Tomorrow is Jeff's 43rd birthday. As Jeff entered his 40's I always knew he was nervous about it. His own father died at 46. He was always nervous about it all. Now that his ultimate worry has been realized. Literally dying ,and coming back, I am not sure how he feels about it all. He has always been a quiet man, my Jeff. A man of few ,but poignant words. His words have not yet come about all of this and likely, when they do, I won't share them here. I have plenty of thoughts and words that have come ,but I am realizing that perhaps they are best not shared here either. It has been a month of busy, busy, busy. Medical appointments, bad news, plans, medicines, and resting and recouping. Jeff found out that he has a pretty rare clotting disorder, two factors, inherited from both parents. He will be a lifer as far a blood thinners go. We are most likely going to go to a larger medical center for a second opinion to make sure we are doing all we can.
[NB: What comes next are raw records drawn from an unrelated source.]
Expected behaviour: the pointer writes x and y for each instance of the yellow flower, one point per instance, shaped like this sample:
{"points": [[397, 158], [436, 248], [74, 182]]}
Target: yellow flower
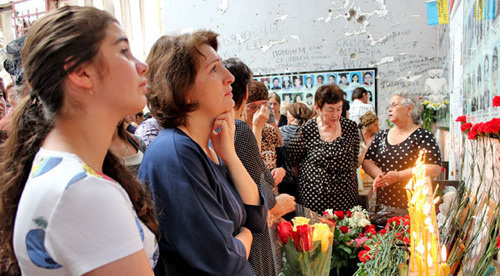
{"points": [[90, 171], [322, 233], [299, 221]]}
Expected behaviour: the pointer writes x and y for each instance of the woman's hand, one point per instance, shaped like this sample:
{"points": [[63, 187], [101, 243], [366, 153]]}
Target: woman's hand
{"points": [[278, 175], [285, 204], [222, 136], [385, 179], [246, 237], [390, 177], [260, 117]]}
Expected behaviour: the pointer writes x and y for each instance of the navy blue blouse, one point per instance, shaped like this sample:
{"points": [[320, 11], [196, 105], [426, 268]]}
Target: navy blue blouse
{"points": [[199, 209]]}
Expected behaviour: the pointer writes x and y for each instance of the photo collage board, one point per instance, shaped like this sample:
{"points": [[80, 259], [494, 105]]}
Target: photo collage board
{"points": [[302, 86]]}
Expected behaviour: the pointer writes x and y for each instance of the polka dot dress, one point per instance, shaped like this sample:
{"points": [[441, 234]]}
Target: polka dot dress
{"points": [[265, 255], [327, 170], [400, 157]]}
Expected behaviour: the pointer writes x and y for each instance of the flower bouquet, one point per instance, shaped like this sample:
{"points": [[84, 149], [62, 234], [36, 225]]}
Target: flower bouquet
{"points": [[352, 229], [306, 248], [386, 252]]}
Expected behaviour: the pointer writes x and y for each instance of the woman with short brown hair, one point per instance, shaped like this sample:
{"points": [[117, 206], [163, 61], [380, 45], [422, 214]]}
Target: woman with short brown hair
{"points": [[325, 150], [207, 202]]}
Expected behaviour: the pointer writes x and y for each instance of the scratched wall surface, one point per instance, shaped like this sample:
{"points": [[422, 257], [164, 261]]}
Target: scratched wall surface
{"points": [[295, 35]]}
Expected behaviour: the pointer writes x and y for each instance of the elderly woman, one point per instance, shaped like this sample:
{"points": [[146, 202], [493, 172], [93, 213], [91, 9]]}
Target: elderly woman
{"points": [[297, 114], [265, 257], [275, 103], [207, 202], [393, 152], [268, 137], [326, 150]]}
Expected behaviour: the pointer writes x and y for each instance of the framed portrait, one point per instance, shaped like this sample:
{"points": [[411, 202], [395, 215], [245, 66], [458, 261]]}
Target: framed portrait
{"points": [[302, 86]]}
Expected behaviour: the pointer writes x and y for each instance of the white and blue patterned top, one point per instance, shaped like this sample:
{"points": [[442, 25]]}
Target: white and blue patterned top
{"points": [[71, 219]]}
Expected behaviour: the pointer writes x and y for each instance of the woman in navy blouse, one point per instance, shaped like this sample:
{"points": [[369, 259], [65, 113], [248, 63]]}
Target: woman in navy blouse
{"points": [[207, 203]]}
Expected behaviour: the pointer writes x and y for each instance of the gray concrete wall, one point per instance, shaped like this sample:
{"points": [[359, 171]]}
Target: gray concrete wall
{"points": [[280, 36]]}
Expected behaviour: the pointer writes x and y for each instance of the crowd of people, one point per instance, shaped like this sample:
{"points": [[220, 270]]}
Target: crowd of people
{"points": [[91, 185]]}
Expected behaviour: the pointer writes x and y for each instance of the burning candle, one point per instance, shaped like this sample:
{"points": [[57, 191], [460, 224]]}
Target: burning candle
{"points": [[444, 268]]}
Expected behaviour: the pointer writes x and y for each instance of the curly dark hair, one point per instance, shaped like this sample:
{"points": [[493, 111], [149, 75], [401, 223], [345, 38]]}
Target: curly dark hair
{"points": [[328, 94], [56, 45]]}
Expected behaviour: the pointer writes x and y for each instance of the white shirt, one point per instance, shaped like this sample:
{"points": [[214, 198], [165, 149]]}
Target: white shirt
{"points": [[358, 109], [71, 219]]}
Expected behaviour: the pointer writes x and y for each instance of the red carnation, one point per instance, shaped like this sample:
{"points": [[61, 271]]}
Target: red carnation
{"points": [[285, 231], [344, 229], [371, 229], [339, 214], [466, 126], [492, 126], [496, 101], [472, 134], [364, 256], [461, 119]]}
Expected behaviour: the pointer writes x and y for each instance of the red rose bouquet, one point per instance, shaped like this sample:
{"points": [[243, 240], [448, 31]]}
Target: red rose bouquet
{"points": [[353, 228], [306, 247]]}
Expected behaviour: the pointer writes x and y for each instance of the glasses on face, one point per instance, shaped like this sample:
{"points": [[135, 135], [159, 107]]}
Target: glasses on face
{"points": [[255, 106]]}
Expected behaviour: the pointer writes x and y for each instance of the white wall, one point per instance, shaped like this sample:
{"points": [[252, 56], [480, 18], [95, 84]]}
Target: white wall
{"points": [[293, 35]]}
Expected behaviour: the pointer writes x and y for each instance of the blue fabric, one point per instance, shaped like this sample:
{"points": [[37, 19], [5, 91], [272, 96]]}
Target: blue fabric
{"points": [[198, 208]]}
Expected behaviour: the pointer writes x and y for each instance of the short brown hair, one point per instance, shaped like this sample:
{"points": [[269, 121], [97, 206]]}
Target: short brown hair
{"points": [[173, 65], [328, 94], [300, 111], [275, 96]]}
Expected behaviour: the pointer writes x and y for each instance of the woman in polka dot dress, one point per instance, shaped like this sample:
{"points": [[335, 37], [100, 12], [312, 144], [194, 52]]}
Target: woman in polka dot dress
{"points": [[393, 152], [325, 150]]}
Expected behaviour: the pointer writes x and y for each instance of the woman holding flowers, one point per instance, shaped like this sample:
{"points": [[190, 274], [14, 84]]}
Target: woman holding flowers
{"points": [[69, 207], [326, 149], [393, 152], [207, 202]]}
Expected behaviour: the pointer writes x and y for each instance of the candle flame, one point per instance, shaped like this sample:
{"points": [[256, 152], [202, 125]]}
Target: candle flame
{"points": [[420, 247], [436, 200], [443, 253], [427, 208]]}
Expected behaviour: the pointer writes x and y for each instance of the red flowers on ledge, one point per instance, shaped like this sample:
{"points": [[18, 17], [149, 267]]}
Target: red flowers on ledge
{"points": [[489, 129]]}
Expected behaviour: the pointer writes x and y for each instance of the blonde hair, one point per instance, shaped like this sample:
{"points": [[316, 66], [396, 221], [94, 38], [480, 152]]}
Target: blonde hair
{"points": [[367, 119]]}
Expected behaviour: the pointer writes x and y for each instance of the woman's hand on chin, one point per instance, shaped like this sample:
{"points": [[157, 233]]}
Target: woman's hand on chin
{"points": [[222, 136]]}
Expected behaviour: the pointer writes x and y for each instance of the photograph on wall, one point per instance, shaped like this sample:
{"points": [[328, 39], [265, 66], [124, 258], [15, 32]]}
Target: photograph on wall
{"points": [[302, 86]]}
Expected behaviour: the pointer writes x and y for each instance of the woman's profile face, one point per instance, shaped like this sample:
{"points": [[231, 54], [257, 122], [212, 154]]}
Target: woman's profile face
{"points": [[124, 84], [275, 105], [3, 105], [368, 78], [212, 85], [397, 111], [373, 128], [253, 107], [330, 113]]}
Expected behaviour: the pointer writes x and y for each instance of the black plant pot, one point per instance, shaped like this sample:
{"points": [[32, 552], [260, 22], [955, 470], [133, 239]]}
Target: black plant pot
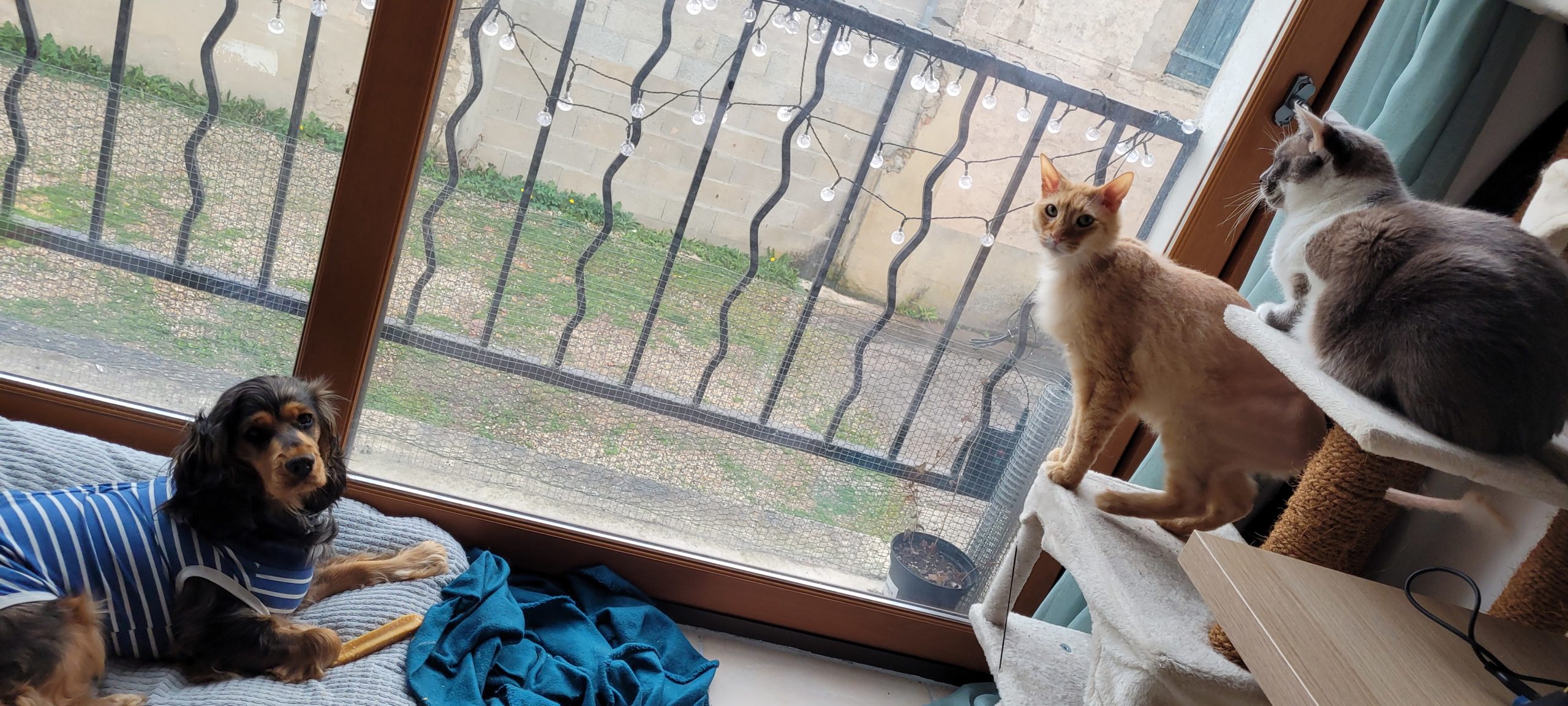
{"points": [[905, 584]]}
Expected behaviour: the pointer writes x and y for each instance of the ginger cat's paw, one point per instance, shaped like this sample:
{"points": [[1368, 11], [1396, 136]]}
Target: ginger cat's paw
{"points": [[421, 562]]}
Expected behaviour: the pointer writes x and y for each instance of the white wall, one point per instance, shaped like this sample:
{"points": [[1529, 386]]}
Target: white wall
{"points": [[1487, 551]]}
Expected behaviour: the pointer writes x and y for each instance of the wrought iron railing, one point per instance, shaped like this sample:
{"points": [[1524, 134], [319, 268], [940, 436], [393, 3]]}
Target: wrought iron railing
{"points": [[835, 20]]}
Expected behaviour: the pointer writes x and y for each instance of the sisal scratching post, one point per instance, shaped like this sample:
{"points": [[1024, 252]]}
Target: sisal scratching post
{"points": [[1537, 595], [1338, 514]]}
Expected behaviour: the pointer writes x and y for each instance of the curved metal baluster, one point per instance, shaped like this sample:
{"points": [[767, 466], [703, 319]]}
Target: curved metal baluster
{"points": [[763, 212], [209, 76], [290, 143], [998, 219], [1107, 152], [116, 82], [897, 261], [526, 198], [13, 105], [814, 294], [581, 275], [427, 223]]}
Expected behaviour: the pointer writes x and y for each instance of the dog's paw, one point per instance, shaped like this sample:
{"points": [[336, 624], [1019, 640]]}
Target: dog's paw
{"points": [[421, 562], [311, 653], [121, 700]]}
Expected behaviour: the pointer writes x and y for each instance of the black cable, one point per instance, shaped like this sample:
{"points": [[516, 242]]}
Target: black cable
{"points": [[1488, 661]]}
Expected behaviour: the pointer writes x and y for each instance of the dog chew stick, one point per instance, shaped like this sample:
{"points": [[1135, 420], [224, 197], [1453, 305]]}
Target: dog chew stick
{"points": [[377, 639]]}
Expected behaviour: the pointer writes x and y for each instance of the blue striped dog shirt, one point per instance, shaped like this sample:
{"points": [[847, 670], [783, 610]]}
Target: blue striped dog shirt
{"points": [[116, 545]]}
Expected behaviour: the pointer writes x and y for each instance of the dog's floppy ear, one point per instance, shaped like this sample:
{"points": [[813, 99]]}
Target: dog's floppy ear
{"points": [[206, 478], [330, 446]]}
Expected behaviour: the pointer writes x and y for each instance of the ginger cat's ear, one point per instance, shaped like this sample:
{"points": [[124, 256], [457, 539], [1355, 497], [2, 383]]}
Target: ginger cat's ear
{"points": [[1049, 178], [1313, 124], [1112, 193]]}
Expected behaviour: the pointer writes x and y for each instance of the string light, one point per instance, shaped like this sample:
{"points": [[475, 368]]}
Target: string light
{"points": [[276, 24]]}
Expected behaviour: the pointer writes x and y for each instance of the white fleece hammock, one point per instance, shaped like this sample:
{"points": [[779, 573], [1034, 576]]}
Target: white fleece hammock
{"points": [[1152, 629]]}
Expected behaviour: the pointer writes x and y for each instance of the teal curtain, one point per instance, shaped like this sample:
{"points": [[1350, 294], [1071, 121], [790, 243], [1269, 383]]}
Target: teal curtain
{"points": [[1424, 82]]}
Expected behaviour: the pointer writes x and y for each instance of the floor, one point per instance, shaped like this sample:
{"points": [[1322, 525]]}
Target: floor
{"points": [[756, 674]]}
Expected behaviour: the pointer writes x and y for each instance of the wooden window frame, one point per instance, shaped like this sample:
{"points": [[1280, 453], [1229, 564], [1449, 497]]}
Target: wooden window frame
{"points": [[399, 85]]}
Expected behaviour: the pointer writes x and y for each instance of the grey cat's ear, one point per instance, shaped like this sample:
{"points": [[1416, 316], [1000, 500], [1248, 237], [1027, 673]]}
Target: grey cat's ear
{"points": [[1311, 126]]}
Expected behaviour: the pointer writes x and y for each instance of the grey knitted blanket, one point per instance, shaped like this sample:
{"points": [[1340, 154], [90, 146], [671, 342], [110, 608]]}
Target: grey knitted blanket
{"points": [[37, 459]]}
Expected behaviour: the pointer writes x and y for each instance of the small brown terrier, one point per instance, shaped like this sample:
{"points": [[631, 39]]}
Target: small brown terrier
{"points": [[1147, 336], [259, 473]]}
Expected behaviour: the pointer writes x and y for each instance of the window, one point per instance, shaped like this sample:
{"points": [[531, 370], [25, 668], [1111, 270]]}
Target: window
{"points": [[734, 285]]}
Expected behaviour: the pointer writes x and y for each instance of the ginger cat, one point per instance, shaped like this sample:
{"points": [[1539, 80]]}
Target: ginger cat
{"points": [[1147, 336]]}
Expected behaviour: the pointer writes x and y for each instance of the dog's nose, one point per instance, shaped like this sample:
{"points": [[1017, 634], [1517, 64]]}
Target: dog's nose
{"points": [[300, 467]]}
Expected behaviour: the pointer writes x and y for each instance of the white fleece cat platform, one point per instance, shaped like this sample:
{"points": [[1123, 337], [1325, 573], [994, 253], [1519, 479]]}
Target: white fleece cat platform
{"points": [[1387, 434], [1152, 626]]}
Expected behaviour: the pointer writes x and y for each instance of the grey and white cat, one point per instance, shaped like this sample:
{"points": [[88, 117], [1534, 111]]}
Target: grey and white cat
{"points": [[1454, 317]]}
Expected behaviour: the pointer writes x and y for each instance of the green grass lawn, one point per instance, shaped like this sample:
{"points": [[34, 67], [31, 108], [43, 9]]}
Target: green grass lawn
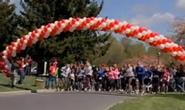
{"points": [[161, 102], [28, 84]]}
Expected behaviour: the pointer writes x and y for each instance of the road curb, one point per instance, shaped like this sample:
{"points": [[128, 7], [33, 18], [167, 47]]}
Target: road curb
{"points": [[119, 102]]}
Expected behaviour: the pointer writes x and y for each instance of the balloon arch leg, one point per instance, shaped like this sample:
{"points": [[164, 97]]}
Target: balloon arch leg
{"points": [[101, 24]]}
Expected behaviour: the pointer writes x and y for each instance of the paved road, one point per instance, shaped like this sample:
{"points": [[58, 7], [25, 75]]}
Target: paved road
{"points": [[59, 101]]}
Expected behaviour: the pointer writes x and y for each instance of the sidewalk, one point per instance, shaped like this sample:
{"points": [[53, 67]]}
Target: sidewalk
{"points": [[21, 92]]}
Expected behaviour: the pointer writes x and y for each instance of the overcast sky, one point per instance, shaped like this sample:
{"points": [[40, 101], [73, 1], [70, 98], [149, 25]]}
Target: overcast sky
{"points": [[158, 15]]}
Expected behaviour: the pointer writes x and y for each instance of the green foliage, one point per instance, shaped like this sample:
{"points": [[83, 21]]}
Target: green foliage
{"points": [[7, 24], [161, 102], [68, 46], [115, 54], [133, 49]]}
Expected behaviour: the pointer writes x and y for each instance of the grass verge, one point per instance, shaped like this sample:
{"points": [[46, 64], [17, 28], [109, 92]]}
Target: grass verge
{"points": [[159, 102], [28, 84]]}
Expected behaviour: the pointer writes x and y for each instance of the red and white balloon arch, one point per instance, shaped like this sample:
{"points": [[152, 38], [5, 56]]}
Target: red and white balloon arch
{"points": [[91, 23]]}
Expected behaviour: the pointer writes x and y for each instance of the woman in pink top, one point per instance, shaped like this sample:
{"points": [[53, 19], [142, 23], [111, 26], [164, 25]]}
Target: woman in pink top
{"points": [[116, 76], [111, 78]]}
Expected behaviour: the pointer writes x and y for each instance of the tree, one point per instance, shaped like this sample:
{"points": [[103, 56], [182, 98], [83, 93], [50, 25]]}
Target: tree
{"points": [[68, 46], [7, 23]]}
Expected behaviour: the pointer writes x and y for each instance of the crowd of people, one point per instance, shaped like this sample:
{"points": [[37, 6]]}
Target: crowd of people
{"points": [[139, 78], [129, 78], [20, 67]]}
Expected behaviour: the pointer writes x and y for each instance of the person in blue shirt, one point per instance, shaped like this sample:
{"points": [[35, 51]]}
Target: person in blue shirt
{"points": [[101, 78], [140, 73]]}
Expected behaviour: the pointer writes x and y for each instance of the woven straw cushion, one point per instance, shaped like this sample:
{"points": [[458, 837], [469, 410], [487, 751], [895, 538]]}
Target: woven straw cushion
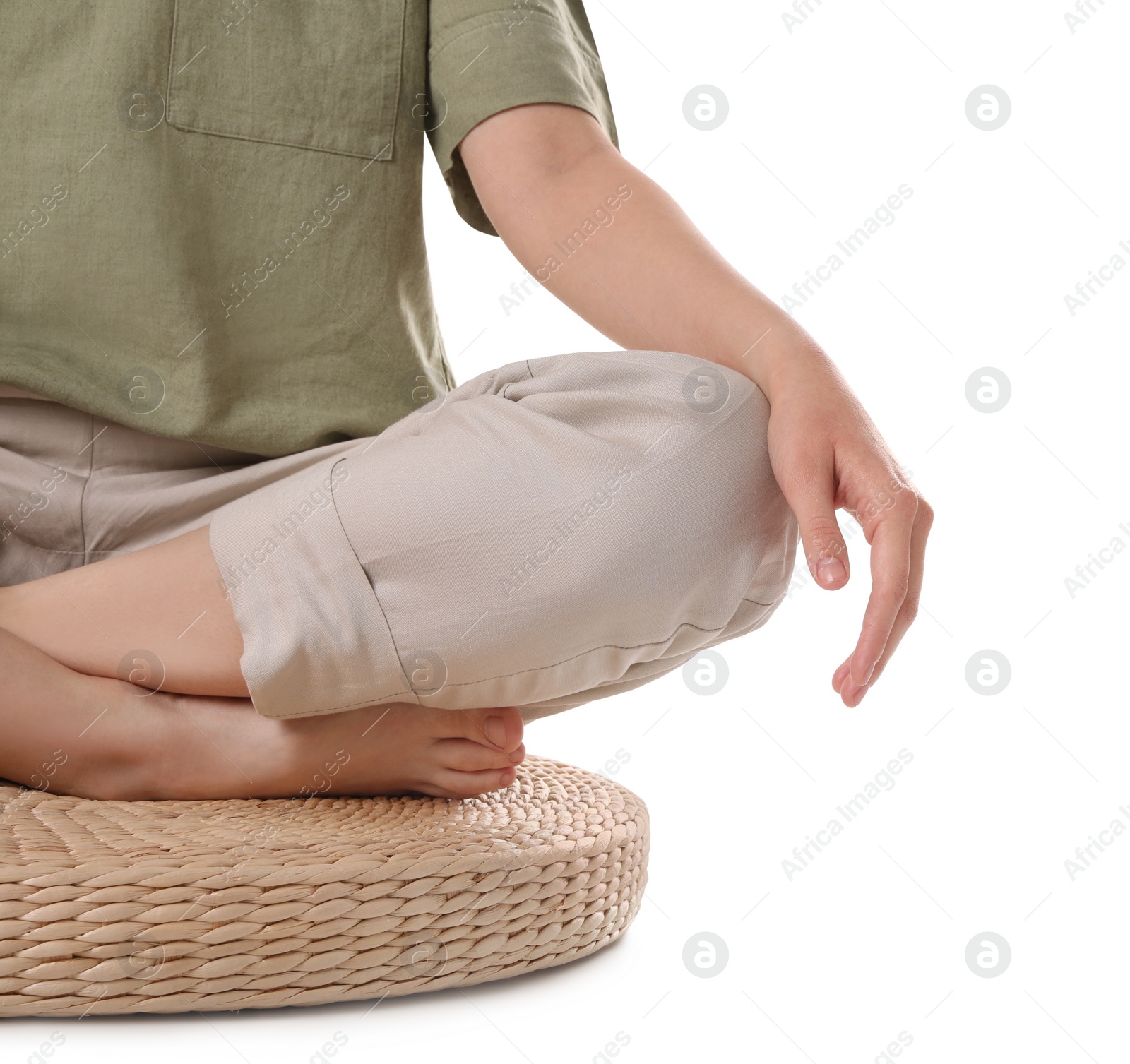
{"points": [[111, 907]]}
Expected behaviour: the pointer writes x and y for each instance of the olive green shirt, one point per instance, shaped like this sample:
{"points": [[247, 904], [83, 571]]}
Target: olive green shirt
{"points": [[210, 213]]}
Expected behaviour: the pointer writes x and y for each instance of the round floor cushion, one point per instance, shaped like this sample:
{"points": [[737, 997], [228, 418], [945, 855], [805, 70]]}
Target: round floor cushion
{"points": [[112, 907]]}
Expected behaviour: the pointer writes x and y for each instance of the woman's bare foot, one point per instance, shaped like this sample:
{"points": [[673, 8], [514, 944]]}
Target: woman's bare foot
{"points": [[201, 747], [71, 734]]}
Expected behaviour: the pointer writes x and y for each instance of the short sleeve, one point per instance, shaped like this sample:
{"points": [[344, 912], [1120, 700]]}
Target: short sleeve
{"points": [[486, 56]]}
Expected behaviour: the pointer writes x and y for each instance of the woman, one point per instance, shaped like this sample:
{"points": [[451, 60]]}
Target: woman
{"points": [[237, 470]]}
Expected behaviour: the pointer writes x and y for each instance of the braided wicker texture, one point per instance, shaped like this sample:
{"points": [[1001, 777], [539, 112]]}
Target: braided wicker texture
{"points": [[113, 907]]}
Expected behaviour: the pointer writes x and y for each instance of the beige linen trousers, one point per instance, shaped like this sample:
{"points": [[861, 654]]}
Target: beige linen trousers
{"points": [[551, 532]]}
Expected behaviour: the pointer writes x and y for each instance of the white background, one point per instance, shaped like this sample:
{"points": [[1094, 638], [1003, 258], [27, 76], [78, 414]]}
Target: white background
{"points": [[869, 940]]}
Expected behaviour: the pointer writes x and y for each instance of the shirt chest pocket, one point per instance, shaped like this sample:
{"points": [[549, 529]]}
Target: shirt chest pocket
{"points": [[322, 75]]}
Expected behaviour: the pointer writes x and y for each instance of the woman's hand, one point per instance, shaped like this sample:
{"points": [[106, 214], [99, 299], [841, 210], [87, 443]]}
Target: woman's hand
{"points": [[828, 455]]}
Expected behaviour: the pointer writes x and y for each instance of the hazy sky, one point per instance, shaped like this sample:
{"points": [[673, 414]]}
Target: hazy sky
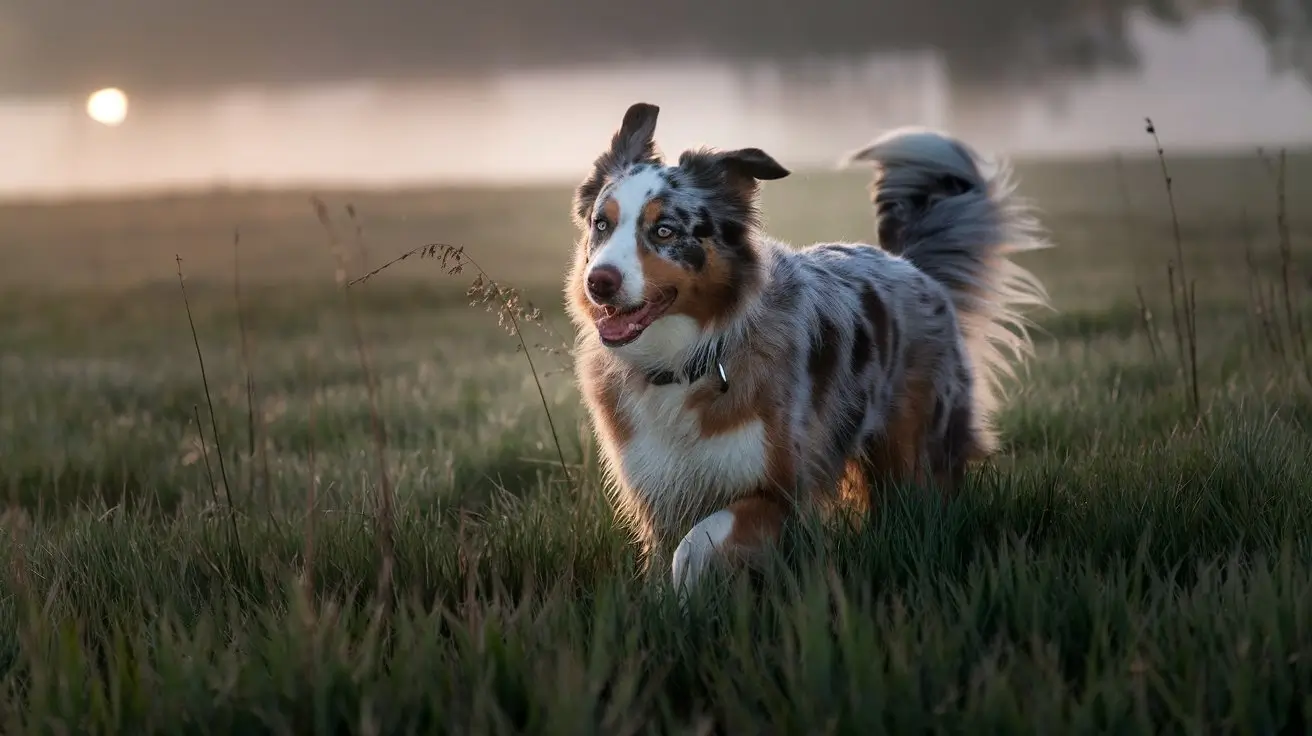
{"points": [[171, 45], [1207, 83]]}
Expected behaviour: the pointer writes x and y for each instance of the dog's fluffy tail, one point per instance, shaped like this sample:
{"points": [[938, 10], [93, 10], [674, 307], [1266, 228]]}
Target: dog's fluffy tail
{"points": [[937, 207]]}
This past month has been so many mix of emotions. Grueling, exhausting, frustrating, and terrifying. But, also supportive, loving, kind, merciful, redemptive, and healing. For every bad moment, a good one followed. We have been blessed with meals, gift cards, groceries, prayers, hugs, and love. This season will bring forth great growth, I have no doubt. I continue to be so grateful to God's mercy to us and especially me as I strongly feel He has been preparing me for a season such as this.
I won't lie, the thought of going back to work on Monday nearly terrifies me. It seems its been so long, it seems the work is too hard. But, then I realize, I have been given a gift. The gift of knowing what it is like for patients and families that are walking in similar shoes such as ours. The frustrations of the United State's health care system, I KNOW them. The FEELING of having yet another doctor walk into a room and NOT KNOW a single thing about my husband's health...what in the hell??? Beyond frustrating. I am sure that I am known in my husband's work place, that happens to be his healthcare system as well, that you don't mess with Susan Simpson. Good Lord, do I wish I didn't have to make sure everyone was doing their job!
But, I would do it all, again and again, for my Jeff. March is a big month for us. We met in March, we dated in March, we thought," it will never work for us in March!"But, it did work, we are a great team. We are hopelessly flawed ,but we own and, it and ,love each other despite our weaknesses. In honor of his 43rd birthday I thought I would add 4 and 3 and come up with 7 things I love about Jeff. After all, March 7, 2017 will forever be a date we never forget, for it is the day that my Jeff left but returned to me, to us, and for that I will never take for granted or stop giving thanks for! Happy Birthday Jeffrey Arthur Simpson. The world, and our lives,would be nothing without you!!
7. His love of sports! Even though I am not a sports fan, I love how passionate my husband is about all things sports
6. His laid back attitude. Even now, in the face of all he's endured, he's all..Well, I didn't die, so that's good!!
5. His forgiving spirit. He loves me despite all my faults. And believe me, there are plenty!
4. He is a wonderful parent! Patient, calm, loving, fun and attentive!!!
3. My accountant! I like to poke fun but I love that he keeps us in line financially!
2. Great friend. A friend said to us during his ICU stay, Jeffy doesn't have one enemy! That IS SO true!! Everyone loves Jeff!
1. My rock! I can't even think about a life without Jeff at the helm. He is steady, calm, and brings out the best in me and our life!!! Happy birthday my love!!!!!